Claro que existem ligações com «Underground», mas tal sucede, de modo geral, indirectamente. Há, por exemplo, a presença breve de Miki Manojlovic (Marko), o qual usava um gato de forma pouco convencional, cena essa que tem um paralelo aqui, mas com outro animal e com outro personagem (quem não viu nenhum dos filmes, deverá fazê-lo antes de dar largas à imaginação). Os animais, aliás, são elementos importantes, de um ou de outro modo, em ambos os filmes. Um macaco era uma presença frequente no anterior; gatos são testemunhas (e, em determinados momentos, muito literalmente) deste.
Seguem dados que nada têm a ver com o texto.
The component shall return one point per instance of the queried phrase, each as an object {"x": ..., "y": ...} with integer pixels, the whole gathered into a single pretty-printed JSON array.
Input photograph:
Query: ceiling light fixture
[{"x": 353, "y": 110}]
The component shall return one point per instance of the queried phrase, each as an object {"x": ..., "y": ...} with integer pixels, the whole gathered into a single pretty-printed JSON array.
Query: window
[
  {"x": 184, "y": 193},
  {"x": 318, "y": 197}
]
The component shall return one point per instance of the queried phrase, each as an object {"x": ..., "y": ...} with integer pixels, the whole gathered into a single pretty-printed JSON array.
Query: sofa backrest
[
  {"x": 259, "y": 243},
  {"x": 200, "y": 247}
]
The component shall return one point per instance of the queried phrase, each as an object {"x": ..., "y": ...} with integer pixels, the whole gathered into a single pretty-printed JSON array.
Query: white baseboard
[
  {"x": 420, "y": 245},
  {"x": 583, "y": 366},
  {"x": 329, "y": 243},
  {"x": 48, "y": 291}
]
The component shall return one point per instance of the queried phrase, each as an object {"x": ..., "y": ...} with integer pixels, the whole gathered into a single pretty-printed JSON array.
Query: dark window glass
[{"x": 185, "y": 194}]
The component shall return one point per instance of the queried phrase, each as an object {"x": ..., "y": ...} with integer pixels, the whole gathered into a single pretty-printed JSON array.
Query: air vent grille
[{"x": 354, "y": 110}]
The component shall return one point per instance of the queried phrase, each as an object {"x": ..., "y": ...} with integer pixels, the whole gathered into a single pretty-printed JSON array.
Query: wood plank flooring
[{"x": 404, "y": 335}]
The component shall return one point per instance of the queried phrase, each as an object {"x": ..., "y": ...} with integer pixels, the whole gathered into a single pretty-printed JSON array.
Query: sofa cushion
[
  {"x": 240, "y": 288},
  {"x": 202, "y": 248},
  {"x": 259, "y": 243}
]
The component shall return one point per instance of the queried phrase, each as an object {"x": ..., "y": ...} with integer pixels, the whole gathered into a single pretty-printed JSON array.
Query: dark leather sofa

A água é também um elemento que se repete, com todas as suas potencialidades enquanto símbolo, nas quais, por demasiado fascinantes e com propensão a impelir demasiado desenvolvimento textual, não nos iremos imergir.

Aqueles que gostaram de «Underground» dificilmente não gostarão de «Gato Preto, Gato Branco», mas, de igual modo, não deixam de ser potenciais apreciadores aqueles que desistiram desse filme, devido talvez ao elevado conteúdo de metáforas relacionadas com a cultura e história recente de um país distante(?) ou à longa duração do filme, porque esta obra pretende ser uma comédia e nada mais.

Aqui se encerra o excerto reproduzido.